A major highlight of the festival is Don Bluth: Somewhere Out There, a feature-length documentary exploring the life and work of visionary filmmaker Don Bluth, the creative force behind An American Tail, The Land Before Time and The Secret of NIMH. Drawing on hundreds of hours of previously unseen archive footage and intimate interviews, the film offers a revealing portrait of an artist navigating the tension between creative ambition and commercial pressure.
DIFF will also host a special 40th anniversary screening of When the Wind Blows (1986), Jimmy T. Murakami’s devastatingly tender anti-war classic, presented in 35mm.
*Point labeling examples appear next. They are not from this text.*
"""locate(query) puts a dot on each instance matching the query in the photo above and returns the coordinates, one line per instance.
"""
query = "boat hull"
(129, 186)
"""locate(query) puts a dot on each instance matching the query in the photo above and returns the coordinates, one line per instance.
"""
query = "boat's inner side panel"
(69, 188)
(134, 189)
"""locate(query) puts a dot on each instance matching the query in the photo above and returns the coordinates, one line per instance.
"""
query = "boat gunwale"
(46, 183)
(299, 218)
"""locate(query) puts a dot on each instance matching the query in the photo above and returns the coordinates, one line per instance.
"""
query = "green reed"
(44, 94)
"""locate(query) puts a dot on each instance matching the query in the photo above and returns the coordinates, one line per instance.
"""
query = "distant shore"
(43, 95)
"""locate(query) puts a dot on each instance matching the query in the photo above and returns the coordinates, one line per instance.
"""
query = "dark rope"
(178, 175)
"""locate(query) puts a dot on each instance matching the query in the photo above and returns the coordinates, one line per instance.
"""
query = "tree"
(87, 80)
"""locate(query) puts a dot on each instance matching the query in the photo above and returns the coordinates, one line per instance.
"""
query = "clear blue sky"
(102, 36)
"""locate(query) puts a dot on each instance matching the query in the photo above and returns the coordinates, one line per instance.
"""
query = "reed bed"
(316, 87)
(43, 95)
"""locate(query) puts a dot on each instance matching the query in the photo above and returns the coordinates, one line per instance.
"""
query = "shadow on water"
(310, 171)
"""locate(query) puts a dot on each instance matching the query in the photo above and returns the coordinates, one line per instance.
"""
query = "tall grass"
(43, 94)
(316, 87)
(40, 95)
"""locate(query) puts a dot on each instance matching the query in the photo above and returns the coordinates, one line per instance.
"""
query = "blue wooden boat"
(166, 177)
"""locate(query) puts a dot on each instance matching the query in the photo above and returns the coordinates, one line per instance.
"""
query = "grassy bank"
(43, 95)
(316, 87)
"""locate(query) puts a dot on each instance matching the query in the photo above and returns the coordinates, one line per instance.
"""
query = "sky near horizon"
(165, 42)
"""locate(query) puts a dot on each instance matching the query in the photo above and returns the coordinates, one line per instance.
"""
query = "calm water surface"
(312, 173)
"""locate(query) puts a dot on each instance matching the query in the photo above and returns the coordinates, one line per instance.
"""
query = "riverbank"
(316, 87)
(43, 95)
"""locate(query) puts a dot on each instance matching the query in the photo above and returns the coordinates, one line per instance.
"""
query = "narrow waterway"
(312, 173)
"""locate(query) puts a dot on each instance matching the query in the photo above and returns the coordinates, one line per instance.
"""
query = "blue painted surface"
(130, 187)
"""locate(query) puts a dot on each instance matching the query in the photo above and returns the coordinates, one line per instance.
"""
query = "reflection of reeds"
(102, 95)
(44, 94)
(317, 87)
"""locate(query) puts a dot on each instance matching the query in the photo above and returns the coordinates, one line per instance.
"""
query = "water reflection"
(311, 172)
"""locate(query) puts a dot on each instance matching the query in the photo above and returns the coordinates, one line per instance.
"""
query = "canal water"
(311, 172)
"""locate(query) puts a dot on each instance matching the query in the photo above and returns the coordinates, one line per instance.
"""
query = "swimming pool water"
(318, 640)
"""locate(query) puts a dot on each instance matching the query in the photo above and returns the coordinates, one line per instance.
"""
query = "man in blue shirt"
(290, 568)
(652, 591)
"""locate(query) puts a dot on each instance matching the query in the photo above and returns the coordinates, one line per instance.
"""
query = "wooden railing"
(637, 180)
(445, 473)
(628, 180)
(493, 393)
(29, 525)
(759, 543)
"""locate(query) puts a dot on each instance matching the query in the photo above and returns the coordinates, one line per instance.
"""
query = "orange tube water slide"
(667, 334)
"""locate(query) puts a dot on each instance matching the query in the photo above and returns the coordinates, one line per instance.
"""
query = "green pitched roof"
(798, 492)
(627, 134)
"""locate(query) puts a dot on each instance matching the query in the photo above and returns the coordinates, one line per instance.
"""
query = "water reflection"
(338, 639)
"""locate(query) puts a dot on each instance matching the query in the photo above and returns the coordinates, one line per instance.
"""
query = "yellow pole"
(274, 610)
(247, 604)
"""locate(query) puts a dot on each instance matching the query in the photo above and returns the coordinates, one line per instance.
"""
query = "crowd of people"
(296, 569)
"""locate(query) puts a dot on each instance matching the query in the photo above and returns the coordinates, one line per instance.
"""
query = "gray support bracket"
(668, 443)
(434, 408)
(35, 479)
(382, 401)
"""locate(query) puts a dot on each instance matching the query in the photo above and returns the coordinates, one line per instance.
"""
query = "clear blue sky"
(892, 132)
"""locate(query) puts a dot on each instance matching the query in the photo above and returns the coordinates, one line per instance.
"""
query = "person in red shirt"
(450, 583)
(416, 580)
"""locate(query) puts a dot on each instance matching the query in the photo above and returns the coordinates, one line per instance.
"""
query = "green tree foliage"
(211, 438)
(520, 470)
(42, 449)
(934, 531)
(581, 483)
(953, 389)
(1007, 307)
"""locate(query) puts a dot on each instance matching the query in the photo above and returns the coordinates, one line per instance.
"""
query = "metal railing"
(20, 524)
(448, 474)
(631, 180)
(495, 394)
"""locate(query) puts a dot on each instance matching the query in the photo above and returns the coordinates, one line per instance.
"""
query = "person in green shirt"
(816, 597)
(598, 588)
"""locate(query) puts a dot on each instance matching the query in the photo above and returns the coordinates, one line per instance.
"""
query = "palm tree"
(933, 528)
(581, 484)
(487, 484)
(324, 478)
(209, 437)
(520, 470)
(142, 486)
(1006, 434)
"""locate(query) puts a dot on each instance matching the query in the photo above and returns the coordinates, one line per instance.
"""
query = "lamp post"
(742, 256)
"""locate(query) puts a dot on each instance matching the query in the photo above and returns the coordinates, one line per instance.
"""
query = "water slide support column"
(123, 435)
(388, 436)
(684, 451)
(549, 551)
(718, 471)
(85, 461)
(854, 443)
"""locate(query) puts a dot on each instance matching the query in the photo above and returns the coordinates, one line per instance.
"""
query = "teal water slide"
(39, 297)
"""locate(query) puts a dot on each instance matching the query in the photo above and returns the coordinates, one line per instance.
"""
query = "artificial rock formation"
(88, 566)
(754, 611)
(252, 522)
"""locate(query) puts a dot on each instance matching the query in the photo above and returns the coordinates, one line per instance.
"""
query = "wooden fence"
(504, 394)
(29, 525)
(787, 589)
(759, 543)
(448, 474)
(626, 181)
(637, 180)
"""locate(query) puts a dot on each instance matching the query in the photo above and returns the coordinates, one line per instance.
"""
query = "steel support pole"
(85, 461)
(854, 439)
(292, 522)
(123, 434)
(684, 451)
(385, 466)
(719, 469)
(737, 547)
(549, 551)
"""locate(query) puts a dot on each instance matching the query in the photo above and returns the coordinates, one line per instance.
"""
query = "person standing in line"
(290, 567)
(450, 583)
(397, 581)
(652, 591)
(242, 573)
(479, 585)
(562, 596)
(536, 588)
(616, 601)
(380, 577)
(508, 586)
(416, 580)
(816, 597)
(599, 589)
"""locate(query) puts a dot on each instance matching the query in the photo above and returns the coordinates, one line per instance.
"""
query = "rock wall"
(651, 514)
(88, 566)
Based on Raymond Briggs’ graphic novel and featuring voice performances by John Mills and Peggy Ashcroft, alongside music by Roger Waters and David Bowie, the film remains one of the most powerful animated works of the twentieth century.
Murakami’s influence on Irish animation will be celebrated in a post-screening panel discussion at Haymarket House, presented in partnership with DIFF’s inaugural Education Partner, the National Film School at IADT. The event forms part of a wider series of Murakami-focused initiatives taking place throughout 2026, acknowledging his foundational role in the evolution of animation in Ireland.
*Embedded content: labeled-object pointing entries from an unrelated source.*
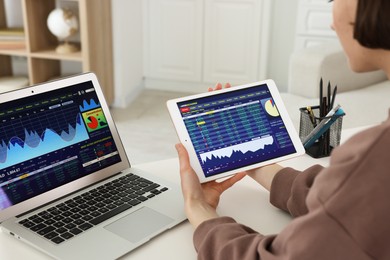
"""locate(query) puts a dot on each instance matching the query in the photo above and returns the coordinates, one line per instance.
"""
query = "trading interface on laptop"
(50, 139)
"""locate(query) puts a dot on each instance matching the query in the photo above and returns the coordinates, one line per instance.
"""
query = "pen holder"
(328, 140)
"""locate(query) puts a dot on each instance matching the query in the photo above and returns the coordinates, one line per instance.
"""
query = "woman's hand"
(201, 200)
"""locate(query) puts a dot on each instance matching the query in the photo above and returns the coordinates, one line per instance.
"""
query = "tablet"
(234, 129)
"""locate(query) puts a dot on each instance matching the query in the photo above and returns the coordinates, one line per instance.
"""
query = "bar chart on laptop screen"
(235, 130)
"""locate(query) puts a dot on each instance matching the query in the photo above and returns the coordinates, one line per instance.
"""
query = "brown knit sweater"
(341, 212)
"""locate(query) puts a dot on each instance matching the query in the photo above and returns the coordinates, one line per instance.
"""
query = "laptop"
(66, 185)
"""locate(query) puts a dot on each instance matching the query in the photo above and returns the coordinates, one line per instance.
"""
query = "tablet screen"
(235, 129)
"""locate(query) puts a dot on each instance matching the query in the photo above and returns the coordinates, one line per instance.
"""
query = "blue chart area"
(228, 137)
(39, 133)
(88, 105)
(231, 137)
(216, 129)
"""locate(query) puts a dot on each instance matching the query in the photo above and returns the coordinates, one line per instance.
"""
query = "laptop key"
(67, 235)
(46, 230)
(110, 214)
(58, 240)
(75, 231)
(85, 226)
(38, 227)
(51, 235)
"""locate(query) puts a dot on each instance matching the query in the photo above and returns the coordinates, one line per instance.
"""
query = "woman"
(341, 212)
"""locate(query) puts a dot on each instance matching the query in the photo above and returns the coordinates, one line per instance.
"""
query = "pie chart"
(270, 108)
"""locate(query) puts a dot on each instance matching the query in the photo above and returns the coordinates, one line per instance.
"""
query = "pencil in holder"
(325, 142)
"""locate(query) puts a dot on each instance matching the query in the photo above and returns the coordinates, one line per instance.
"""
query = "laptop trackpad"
(139, 224)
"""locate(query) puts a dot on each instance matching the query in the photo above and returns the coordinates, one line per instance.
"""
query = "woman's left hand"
(201, 200)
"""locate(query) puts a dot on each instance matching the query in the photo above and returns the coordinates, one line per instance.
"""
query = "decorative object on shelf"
(10, 83)
(12, 38)
(63, 23)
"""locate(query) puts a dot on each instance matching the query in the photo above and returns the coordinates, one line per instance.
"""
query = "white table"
(247, 202)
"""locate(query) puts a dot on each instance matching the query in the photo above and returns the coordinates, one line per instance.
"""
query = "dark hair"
(372, 27)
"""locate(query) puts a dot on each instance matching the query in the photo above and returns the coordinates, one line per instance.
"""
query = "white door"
(174, 39)
(232, 41)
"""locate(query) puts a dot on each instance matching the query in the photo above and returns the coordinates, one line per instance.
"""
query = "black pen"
(328, 98)
(321, 112)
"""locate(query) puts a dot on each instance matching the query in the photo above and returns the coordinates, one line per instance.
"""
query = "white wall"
(128, 50)
(128, 45)
(282, 39)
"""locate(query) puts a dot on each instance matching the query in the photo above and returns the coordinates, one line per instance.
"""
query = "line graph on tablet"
(235, 131)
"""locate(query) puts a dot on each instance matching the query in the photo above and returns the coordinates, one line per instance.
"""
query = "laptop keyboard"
(74, 216)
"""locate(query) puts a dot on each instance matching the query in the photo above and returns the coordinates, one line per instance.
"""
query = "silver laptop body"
(61, 158)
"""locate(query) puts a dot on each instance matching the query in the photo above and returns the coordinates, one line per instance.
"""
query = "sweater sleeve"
(290, 187)
(223, 238)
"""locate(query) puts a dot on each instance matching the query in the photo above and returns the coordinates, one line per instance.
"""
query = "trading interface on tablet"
(235, 129)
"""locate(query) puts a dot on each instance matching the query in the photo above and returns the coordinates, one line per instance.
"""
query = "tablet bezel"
(184, 137)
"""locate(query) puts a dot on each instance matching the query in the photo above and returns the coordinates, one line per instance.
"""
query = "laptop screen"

DIFF’s animation shorts programme showcases a striking range of contemporary work, from hand-drawn nostalgia and stop-motion mythology to genre-pushing horror and dark comedy.
Highlights include:





- Praying Mantis (Joe Hsieh), a ferocious animated horror from the Sundance-winning filmmaker
- Rendezvous (Lydia Stone), a chaotic love-letter to early internet animation culture
Across screenings, panels and shorts, DIFF 2026 presents animation not as a niche, but as a vital cinematic language – capable of addressing war, climate anxiety, identity, mythology, humour and horror with equal force.
From celebrating the legacy of Jimmy Murakami and Don Bluth to championing emerging filmmakers from Ireland, Alaska, Taiwan and beyond, the festival offers a rare opportunity to experience animation in all its emotional, technical and cultural range – on the big screen, and in conversation with the artists who make it.